A vessel contains `O_2` and `H_2` in 2 : 1 molar ratio at 10 atm pressure then calculate ration of their rate of diffusion .

To solve the problem of finding the ratio of the rates of diffusion of \( O_2 \) and \( H_2 \) in a vessel containing them in a 2:1 molar ratio at 10 atm pressure, we can use Graham's law of effusion. Here are the steps to calculate the required ratio: ### Step 1: Understand Graham's Law Graham's law states that the rate of diffusion of a gas is inversely proportional to the square root of its molar mass. Mathematically, it can be expressed as: \[ \frac{r_1}{r_2} = \sqrt{\frac{M_2}{M_1}} \] where \( r_1 \) and \( r_2 \) are the rates of diffusion of gases 1 and 2, and \( M_1 \) and \( M_2 \) are their molar masses. ### Step 2: Identify the Gases and Their Molar Masses In this case, we have: - \( O_2 \) (oxygen) with a molar mass \( M_{O_2} = 32 \, g/mol \) - \( H_2 \) (hydrogen) with a molar mass \( M_{H_2} = 2 \, g/mol \) ### Step 3: Calculate the Ratio of Molar Masses Using Graham's law, we can set \( O_2 \) as gas 1 and \( H_2 \) as gas 2: \[ \frac{r_{O_2}}{r_{H_2}} = \sqrt{\frac{M_{H_2}}{M_{O_2}}} = \sqrt{\frac{2}{32}} = \sqrt{\frac{1}{16}} = \frac{1}{4} \] ### Step 4: Consider the Molar Ratio and Pressure The problem states that the molar ratio of \( O_2 \) to \( H_2 \) is 2:1. This means that for every 2 moles of \( O_2 \), there is 1 mole of \( H_2 \).
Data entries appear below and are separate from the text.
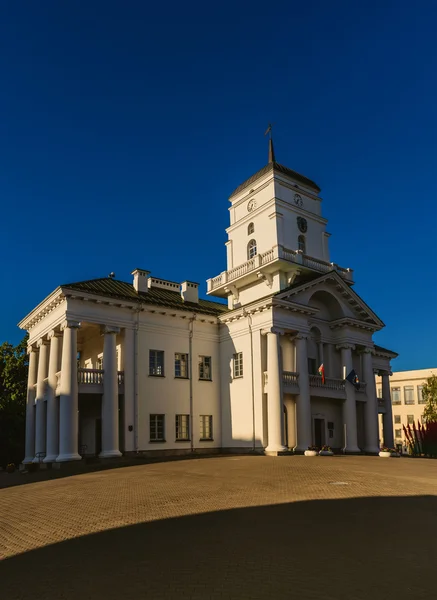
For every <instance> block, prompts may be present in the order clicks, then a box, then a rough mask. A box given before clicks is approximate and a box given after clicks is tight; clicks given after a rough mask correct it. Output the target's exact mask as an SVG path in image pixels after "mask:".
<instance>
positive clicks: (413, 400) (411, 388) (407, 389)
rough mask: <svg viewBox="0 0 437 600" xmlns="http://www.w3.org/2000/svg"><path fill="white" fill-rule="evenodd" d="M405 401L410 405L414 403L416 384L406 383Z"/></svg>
mask: <svg viewBox="0 0 437 600" xmlns="http://www.w3.org/2000/svg"><path fill="white" fill-rule="evenodd" d="M404 403H405V404H408V405H411V404H414V386H412V385H406V386H405V387H404Z"/></svg>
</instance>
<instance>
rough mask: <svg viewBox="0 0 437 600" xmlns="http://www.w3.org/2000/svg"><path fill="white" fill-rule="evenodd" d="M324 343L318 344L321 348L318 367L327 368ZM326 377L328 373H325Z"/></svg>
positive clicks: (317, 365)
mask: <svg viewBox="0 0 437 600" xmlns="http://www.w3.org/2000/svg"><path fill="white" fill-rule="evenodd" d="M323 345H324V344H323V342H319V343H318V348H319V364H318V365H317V367H319V366H320V365H323V366H325V364H324V356H323ZM325 375H326V371H325Z"/></svg>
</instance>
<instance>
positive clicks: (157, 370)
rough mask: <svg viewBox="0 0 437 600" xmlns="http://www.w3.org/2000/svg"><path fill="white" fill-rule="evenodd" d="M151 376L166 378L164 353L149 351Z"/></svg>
mask: <svg viewBox="0 0 437 600" xmlns="http://www.w3.org/2000/svg"><path fill="white" fill-rule="evenodd" d="M149 375H152V376H153V377H164V351H163V350H149Z"/></svg>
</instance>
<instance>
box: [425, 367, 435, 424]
mask: <svg viewBox="0 0 437 600" xmlns="http://www.w3.org/2000/svg"><path fill="white" fill-rule="evenodd" d="M422 398H423V400H424V401H425V404H426V406H425V410H424V411H423V420H424V421H425V423H435V422H437V375H431V377H428V379H427V380H426V383H425V385H424V386H423V388H422Z"/></svg>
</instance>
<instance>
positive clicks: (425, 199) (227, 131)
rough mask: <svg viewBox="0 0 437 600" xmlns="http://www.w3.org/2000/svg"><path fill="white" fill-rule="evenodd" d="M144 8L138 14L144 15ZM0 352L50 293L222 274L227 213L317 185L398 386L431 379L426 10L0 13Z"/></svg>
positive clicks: (434, 346) (436, 148)
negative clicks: (309, 184)
mask: <svg viewBox="0 0 437 600" xmlns="http://www.w3.org/2000/svg"><path fill="white" fill-rule="evenodd" d="M151 4H155V6H153V7H150V5H151ZM0 12H1V14H0V50H1V51H0V67H1V68H0V72H1V77H2V83H1V86H0V139H1V144H0V198H1V213H0V215H1V217H0V239H1V241H2V259H3V260H2V273H1V277H2V283H1V288H2V290H3V293H2V294H1V295H0V342H1V341H3V340H10V341H12V342H18V341H19V340H20V339H21V336H22V332H21V331H20V330H19V329H17V327H16V323H17V322H18V321H19V320H20V319H21V318H22V317H23V316H24V315H25V314H26V313H27V312H28V311H29V310H31V309H32V308H33V307H34V306H35V305H36V304H38V303H39V302H40V301H41V300H42V299H43V298H44V297H45V296H46V295H47V294H49V293H50V292H51V291H52V290H53V289H55V288H56V287H57V286H58V285H59V284H60V283H66V282H70V281H79V280H84V279H91V278H95V277H105V276H107V274H108V273H109V272H110V271H114V272H115V273H116V276H117V278H118V279H122V280H127V281H130V280H131V275H130V272H131V270H132V269H134V268H135V267H138V266H139V267H142V268H145V269H149V270H150V271H152V273H153V274H154V275H156V276H157V277H164V278H167V279H171V280H175V281H183V280H184V279H191V280H194V281H200V282H202V289H201V293H202V294H203V295H205V293H206V284H205V279H207V278H208V277H212V276H214V275H217V274H218V273H219V272H220V271H222V270H223V269H224V268H225V258H226V253H225V246H224V242H225V241H226V235H225V227H226V226H227V225H228V210H227V209H228V206H229V203H228V199H227V198H228V196H229V194H230V193H231V192H232V190H233V189H234V188H235V187H236V186H237V185H238V184H239V183H241V182H242V181H243V180H244V179H246V178H247V177H249V176H250V175H251V174H252V173H254V172H255V171H256V170H258V169H259V168H261V167H262V166H264V164H265V163H266V161H267V147H266V140H265V138H264V137H263V133H264V130H265V128H266V125H267V123H268V122H269V121H272V122H274V123H275V124H276V125H275V149H276V155H277V160H278V161H279V162H281V163H283V164H285V165H287V166H289V167H291V168H293V169H295V170H297V171H299V172H301V173H303V174H305V175H307V176H308V177H310V178H311V179H313V180H315V181H316V182H317V183H318V184H319V185H320V187H321V188H322V197H323V214H324V216H326V217H327V218H328V219H329V226H328V230H329V231H330V232H331V234H332V237H331V239H330V249H331V258H332V260H334V261H335V262H338V263H339V264H340V265H343V266H350V267H352V268H353V269H354V270H355V279H356V285H355V290H356V291H357V293H358V294H360V295H361V296H362V298H363V299H364V300H365V301H366V302H367V303H368V304H369V305H370V306H371V307H372V308H373V309H374V310H375V312H376V313H377V314H378V315H379V316H380V318H381V319H382V320H383V321H384V322H385V324H386V329H385V330H384V331H382V332H380V333H378V334H377V335H376V336H375V341H376V342H377V343H379V344H381V345H383V346H386V347H389V348H392V349H393V350H395V351H397V352H399V354H400V357H399V358H398V359H397V360H396V361H395V362H394V364H393V366H394V368H395V369H397V370H401V369H402V370H403V369H415V368H427V367H431V366H436V364H437V346H436V335H437V316H436V306H437V290H436V286H437V284H436V259H437V249H436V238H437V236H436V225H437V210H436V203H437V194H436V192H437V185H436V166H437V164H436V163H437V142H436V139H437V137H436V133H437V118H436V110H435V107H436V105H437V75H436V73H437V51H436V47H435V31H436V26H437V4H436V3H435V2H433V1H432V0H429V1H428V0H420V1H419V2H415V3H411V2H407V1H396V2H395V1H392V2H390V1H386V0H383V1H379V2H376V1H373V0H372V1H367V2H360V3H358V2H349V1H346V0H345V1H338V0H337V1H336V0H331V1H330V2H326V1H322V0H319V1H317V0H314V1H311V0H309V1H308V2H300V1H299V2H297V1H290V0H289V1H287V2H286V1H277V2H275V3H274V5H271V6H269V5H266V3H265V2H263V3H257V2H238V1H234V2H232V3H231V2H220V3H206V2H187V3H179V2H166V3H149V2H142V1H140V0H137V1H130V2H121V1H117V2H114V1H110V0H105V1H99V2H98V1H93V0H87V1H75V2H62V3H60V2H58V1H54V0H46V1H45V2H43V3H40V2H38V3H37V2H33V1H30V0H27V1H22V2H19V3H18V2H4V3H2V7H1V11H0Z"/></svg>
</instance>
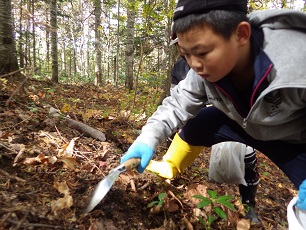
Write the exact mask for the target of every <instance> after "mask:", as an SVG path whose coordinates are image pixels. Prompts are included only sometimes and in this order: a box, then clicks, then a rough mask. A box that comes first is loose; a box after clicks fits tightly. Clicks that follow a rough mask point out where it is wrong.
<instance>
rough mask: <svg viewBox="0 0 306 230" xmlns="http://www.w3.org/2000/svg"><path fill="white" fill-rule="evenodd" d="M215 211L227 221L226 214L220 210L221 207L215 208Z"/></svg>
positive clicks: (224, 212) (221, 209) (223, 211)
mask: <svg viewBox="0 0 306 230" xmlns="http://www.w3.org/2000/svg"><path fill="white" fill-rule="evenodd" d="M214 210H215V213H216V214H217V215H218V216H220V217H221V218H222V219H225V220H226V214H225V212H224V211H223V210H222V209H221V208H219V207H214Z"/></svg>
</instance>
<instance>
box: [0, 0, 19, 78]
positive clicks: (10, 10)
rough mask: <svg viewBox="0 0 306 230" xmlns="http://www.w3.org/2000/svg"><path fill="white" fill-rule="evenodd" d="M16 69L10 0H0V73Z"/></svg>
mask: <svg viewBox="0 0 306 230" xmlns="http://www.w3.org/2000/svg"><path fill="white" fill-rule="evenodd" d="M17 69H18V62H17V51H16V46H15V40H14V34H13V18H12V7H11V0H0V74H6V73H9V72H12V71H14V70H17Z"/></svg>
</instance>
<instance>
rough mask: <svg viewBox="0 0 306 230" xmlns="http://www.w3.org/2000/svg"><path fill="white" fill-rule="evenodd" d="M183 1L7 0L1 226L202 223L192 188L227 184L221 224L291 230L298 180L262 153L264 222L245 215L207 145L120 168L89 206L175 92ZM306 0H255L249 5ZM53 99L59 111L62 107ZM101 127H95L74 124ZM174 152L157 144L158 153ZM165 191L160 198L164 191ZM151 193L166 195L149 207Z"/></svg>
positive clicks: (175, 227)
The pressures of the gases can be related to their mole fractions: \[ \frac{P_{O_2}}{P_{H_2}} = \frac{n_{O_2}}{n_{H_2}} = \frac{2}{1} = 2 \] ### Step 5: Adjust the Rate of Diffusion Ratio Now, we need to adjust the rate of diffusion ratio considering the pressures: \[ \frac{r_{O_2}}{r_{H_2}} = \sqrt{\frac{M_{H_2}}{M_{O_2}}} \cdot \frac{P_{H_2}}{P_{O_2}} = \frac{1}{4} \cdot \frac{1}{2} = \frac{1}{8} \] ### Step 6: Final Ratio of Rates of Diffusion Thus, the final ratio of the rates of diffusion of \( O_2 \) to \( H_2 \) is: \[ \frac{r_{O_2}}{r_{H_2}} = \frac{1}{8} \] ### Conclusion The ratio of the rate of diffusion of \( O_2 \) to \( H_2 \) is \( 1:8 \).